Lawmakers from nine countries grilled a Facebook executive on Tuesday, 27 November, as part of an international hearing at Britain's parliament on disinformation and ‘fake news’.
Richard Allan, Facebook's vice president for policy solutions, answered questions in London in place of his boss, CEO Mark Zuckerberg, who ignored repeated requests to appear.
Allan, sitting next to an empty chair reserved for Zuckerberg, said the Facebook founder and CEO had already appeared before numerous other committees this year. He acknowledged that the company has not been without blame in how it handled various scandals.
"I'm not going to disagree with you that we've damaged public trust with some of the actions we've taken," he said.
Allan was responding to Canadian lawmaker Charlie Angus, who said the social media giant has "lost the trust of the international community to self-police," and that lawmakers have to start looking at ways to hold the company accountable.
Various points were raised during the hearing which went on for more than a couple of hours in UK, for which even representatives from Singapore flew down from the other side of the world.
British lawmakers were joined by their counterparts from eight other countries at the hearing held by the parliament's Digital, Culture, Media and Sport Committee and were highly concerned about Facebook’s use of data, its privacy controls and mechanism in place to monitor hatred activities on its platform.
Zuckerberg accepts that what's needed is "a regulatory framework and action by responsible companies like ours - it's the two in tandem," Allan said.
He also said that Settings/control users had over the privacy on the platform was sufficient enough, according to the social networking giant.
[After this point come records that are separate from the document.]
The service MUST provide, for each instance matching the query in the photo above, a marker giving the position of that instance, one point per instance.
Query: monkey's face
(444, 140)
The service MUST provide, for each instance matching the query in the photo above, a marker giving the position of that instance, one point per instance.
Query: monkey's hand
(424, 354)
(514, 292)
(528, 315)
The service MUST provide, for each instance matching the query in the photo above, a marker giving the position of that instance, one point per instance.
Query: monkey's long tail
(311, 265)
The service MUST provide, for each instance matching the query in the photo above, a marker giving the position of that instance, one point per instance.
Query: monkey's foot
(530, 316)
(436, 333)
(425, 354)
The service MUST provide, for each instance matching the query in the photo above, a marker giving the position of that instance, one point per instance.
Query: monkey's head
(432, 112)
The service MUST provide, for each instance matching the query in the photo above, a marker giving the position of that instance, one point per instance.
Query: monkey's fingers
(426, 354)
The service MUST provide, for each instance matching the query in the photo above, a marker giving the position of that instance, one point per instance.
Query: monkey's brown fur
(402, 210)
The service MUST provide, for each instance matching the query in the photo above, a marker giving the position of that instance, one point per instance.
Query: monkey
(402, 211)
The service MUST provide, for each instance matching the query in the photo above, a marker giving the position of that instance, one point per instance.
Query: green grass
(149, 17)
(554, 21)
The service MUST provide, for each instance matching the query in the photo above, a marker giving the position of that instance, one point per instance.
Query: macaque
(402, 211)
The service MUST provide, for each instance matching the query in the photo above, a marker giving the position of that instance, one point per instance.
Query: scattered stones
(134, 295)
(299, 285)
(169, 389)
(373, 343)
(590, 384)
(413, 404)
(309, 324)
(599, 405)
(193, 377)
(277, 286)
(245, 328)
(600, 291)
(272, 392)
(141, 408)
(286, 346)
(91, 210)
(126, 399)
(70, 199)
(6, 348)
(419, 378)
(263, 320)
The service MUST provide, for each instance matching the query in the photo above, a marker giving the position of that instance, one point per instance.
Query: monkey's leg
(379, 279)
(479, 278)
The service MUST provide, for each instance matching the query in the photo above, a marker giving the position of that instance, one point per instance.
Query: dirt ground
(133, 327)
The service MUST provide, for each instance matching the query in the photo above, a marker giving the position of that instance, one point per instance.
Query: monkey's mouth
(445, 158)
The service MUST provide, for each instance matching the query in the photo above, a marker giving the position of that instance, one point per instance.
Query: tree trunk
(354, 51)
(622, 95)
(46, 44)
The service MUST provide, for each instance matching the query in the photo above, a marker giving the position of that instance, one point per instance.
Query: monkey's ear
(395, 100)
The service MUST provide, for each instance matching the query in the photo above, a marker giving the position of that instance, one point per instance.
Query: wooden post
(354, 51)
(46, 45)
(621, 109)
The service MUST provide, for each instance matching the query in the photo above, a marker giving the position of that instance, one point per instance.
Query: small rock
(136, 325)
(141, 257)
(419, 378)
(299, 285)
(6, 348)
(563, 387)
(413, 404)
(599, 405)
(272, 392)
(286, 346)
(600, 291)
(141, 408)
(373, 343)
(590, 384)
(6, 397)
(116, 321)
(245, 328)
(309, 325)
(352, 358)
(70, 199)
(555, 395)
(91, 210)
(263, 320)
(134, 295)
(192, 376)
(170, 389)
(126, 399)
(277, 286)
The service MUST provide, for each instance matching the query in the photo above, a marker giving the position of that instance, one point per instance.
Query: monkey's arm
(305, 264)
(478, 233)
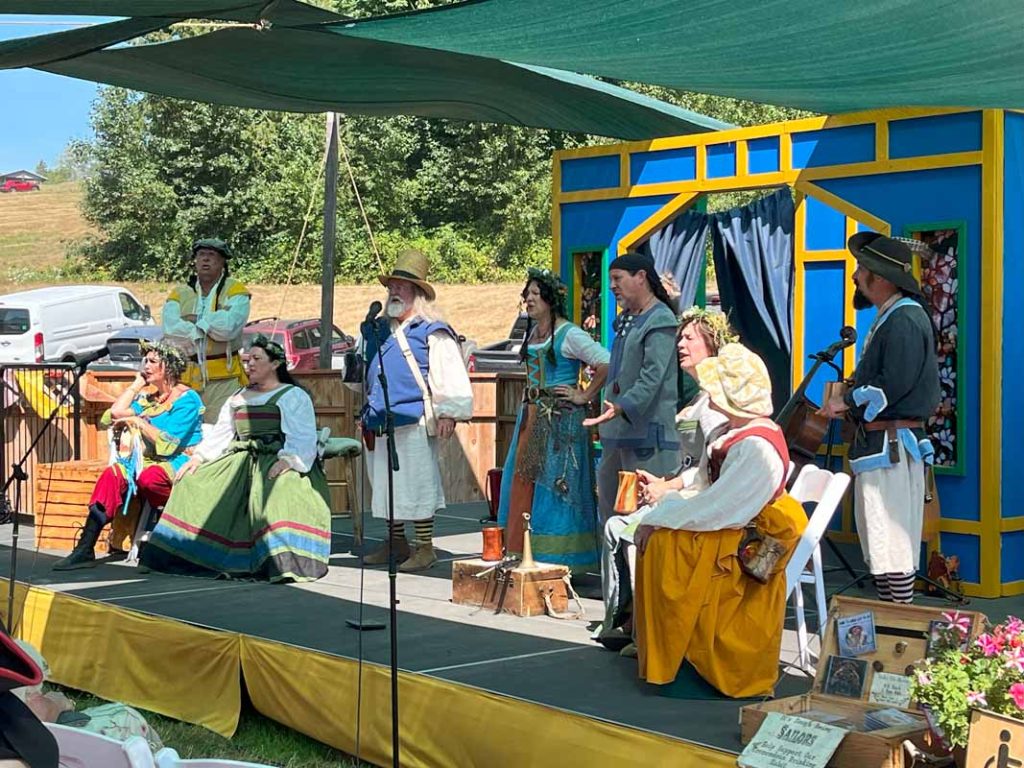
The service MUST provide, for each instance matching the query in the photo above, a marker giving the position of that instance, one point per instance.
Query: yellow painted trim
(761, 131)
(761, 180)
(556, 216)
(655, 221)
(990, 391)
(882, 139)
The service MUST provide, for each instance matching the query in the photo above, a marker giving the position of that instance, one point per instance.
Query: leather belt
(882, 426)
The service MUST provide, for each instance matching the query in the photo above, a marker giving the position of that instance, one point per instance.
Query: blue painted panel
(968, 547)
(590, 173)
(722, 160)
(601, 224)
(665, 165)
(941, 195)
(824, 290)
(825, 227)
(763, 155)
(853, 143)
(937, 135)
(1012, 564)
(1013, 339)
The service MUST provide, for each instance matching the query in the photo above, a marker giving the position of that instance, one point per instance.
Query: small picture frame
(943, 636)
(845, 677)
(856, 634)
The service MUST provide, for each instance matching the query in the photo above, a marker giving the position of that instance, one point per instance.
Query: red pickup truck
(14, 184)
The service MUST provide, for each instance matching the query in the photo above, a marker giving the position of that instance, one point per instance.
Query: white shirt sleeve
(298, 422)
(170, 321)
(226, 323)
(751, 474)
(579, 345)
(446, 378)
(217, 437)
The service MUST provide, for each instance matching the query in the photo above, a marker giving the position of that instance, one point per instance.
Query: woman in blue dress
(549, 471)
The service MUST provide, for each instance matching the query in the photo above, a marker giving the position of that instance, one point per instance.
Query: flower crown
(172, 357)
(553, 282)
(716, 324)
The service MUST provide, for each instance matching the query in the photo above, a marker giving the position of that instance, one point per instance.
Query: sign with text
(786, 741)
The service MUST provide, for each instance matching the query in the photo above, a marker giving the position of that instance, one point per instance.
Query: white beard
(395, 308)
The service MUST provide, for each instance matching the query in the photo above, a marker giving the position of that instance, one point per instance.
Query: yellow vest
(222, 359)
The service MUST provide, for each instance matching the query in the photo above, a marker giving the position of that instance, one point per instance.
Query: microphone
(374, 310)
(88, 359)
(848, 336)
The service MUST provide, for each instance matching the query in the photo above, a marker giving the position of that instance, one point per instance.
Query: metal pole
(330, 211)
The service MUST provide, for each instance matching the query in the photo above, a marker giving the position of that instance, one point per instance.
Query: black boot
(84, 556)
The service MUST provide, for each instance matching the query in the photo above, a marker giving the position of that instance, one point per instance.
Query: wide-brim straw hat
(887, 257)
(412, 265)
(737, 382)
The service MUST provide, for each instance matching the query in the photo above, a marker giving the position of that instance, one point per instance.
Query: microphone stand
(392, 563)
(18, 475)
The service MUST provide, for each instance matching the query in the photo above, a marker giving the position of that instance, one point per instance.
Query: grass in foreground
(258, 739)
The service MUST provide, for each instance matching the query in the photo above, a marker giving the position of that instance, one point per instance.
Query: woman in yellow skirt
(694, 600)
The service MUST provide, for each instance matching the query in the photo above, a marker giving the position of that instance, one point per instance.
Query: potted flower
(961, 675)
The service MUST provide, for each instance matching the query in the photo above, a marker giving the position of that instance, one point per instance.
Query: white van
(65, 323)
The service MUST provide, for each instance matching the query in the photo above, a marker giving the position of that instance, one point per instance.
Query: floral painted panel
(939, 279)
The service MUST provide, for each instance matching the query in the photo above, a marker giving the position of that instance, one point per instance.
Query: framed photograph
(845, 677)
(856, 634)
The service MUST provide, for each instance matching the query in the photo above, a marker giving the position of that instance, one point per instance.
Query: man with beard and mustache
(895, 389)
(429, 391)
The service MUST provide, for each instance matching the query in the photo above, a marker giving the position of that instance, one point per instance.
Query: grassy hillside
(36, 226)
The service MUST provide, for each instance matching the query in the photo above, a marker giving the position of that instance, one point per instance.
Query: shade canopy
(293, 66)
(824, 56)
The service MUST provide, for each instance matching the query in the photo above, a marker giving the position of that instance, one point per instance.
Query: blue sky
(42, 112)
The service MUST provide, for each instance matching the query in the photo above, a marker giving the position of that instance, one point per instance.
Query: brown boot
(379, 556)
(422, 558)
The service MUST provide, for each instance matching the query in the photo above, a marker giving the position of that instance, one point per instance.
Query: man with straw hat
(895, 389)
(696, 599)
(429, 391)
(205, 317)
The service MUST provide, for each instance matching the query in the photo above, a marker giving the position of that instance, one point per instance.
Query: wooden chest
(519, 591)
(901, 639)
(62, 493)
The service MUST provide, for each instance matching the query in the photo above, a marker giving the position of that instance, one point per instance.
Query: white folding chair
(168, 758)
(824, 488)
(82, 749)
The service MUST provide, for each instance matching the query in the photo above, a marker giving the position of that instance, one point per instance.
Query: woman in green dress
(252, 502)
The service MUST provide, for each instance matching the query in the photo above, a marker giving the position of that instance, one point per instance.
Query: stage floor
(546, 660)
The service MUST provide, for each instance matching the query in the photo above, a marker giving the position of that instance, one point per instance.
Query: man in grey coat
(637, 426)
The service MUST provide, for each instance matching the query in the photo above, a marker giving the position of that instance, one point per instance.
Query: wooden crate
(901, 638)
(62, 493)
(520, 592)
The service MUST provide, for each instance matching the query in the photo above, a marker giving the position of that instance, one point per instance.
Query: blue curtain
(753, 251)
(679, 248)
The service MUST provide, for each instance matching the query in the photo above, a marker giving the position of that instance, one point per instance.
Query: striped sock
(396, 532)
(424, 530)
(901, 586)
(882, 587)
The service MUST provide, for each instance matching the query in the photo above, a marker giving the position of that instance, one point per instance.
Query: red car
(301, 339)
(14, 184)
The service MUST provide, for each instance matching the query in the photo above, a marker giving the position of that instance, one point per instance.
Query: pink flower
(988, 644)
(963, 624)
(1017, 693)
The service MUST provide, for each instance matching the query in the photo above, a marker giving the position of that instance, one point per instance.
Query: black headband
(634, 262)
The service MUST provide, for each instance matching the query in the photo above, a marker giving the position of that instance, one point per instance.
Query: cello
(804, 427)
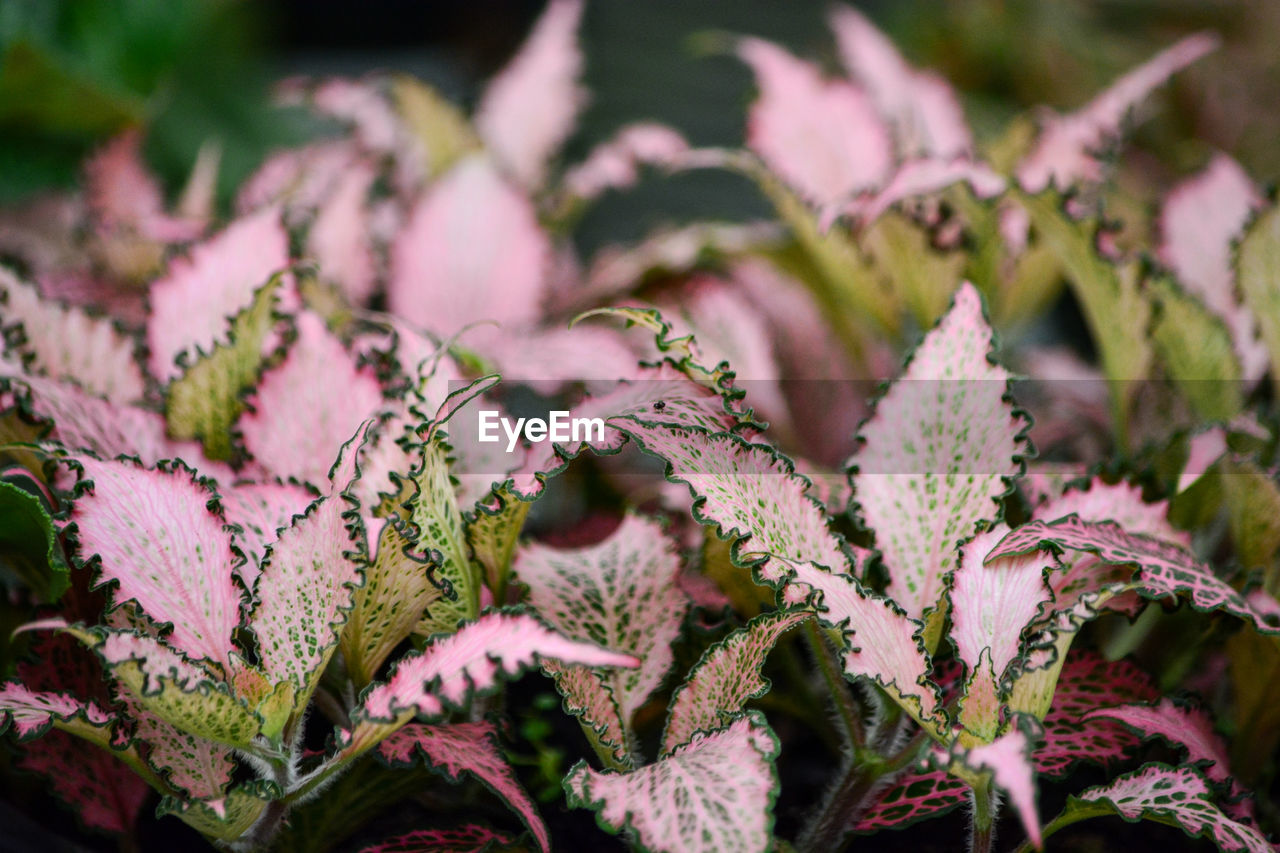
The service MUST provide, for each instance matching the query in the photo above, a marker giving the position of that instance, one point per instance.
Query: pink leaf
(714, 793)
(881, 641)
(71, 345)
(305, 589)
(920, 106)
(1072, 734)
(339, 237)
(1200, 224)
(529, 109)
(1175, 796)
(822, 137)
(191, 305)
(725, 679)
(620, 593)
(914, 798)
(1164, 569)
(938, 454)
(260, 510)
(444, 270)
(466, 748)
(616, 164)
(1065, 151)
(466, 839)
(309, 405)
(992, 603)
(451, 667)
(164, 548)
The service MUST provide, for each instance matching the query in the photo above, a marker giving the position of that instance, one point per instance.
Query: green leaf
(1197, 351)
(208, 398)
(1258, 273)
(28, 542)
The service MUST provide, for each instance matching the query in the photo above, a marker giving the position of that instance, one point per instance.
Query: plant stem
(836, 685)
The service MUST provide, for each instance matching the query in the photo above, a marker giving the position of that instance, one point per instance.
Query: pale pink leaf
(822, 137)
(714, 793)
(725, 679)
(1086, 683)
(1175, 796)
(161, 546)
(620, 593)
(451, 667)
(938, 454)
(307, 582)
(1065, 154)
(920, 106)
(446, 273)
(71, 345)
(616, 164)
(309, 405)
(914, 798)
(529, 109)
(193, 302)
(339, 240)
(881, 641)
(466, 748)
(466, 839)
(1164, 570)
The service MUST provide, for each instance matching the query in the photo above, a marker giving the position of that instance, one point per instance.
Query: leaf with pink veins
(155, 537)
(465, 839)
(466, 748)
(1200, 224)
(915, 797)
(1087, 682)
(725, 679)
(69, 345)
(309, 405)
(192, 304)
(444, 273)
(821, 136)
(1065, 154)
(307, 583)
(452, 667)
(529, 109)
(1164, 570)
(938, 454)
(1176, 796)
(339, 240)
(620, 593)
(920, 106)
(714, 793)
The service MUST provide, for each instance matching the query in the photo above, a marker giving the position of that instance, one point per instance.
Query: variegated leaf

He further reiterated that “we are simplifying the process in 2018” which in reality should have been done way back in 2009.
However, the Facebook executive did avoid couple of questions raised by some of the members present at the hearing. Interestingly, India did not have any participation, even after being one of biggest market for Facebook, with more than a billion users on the platform. All this leads to a greater need for data privacy laws in the country, which is only likely to come through by mid-2019.
The hearing comes after the committee's chairperson, Damian Collins, took the unusual move of forcing the CEO of an app maker to turn over confidential Facebook documents.
Most members in unison were disappointed that Zuckerberg wasn’t here, which to them “speaks as a failure to act accountable for everything that has happened over the past few year”. Allan admitted to have “volunteered to be present in front of everyone today and is likely to be part of similar hearings in the near future as well.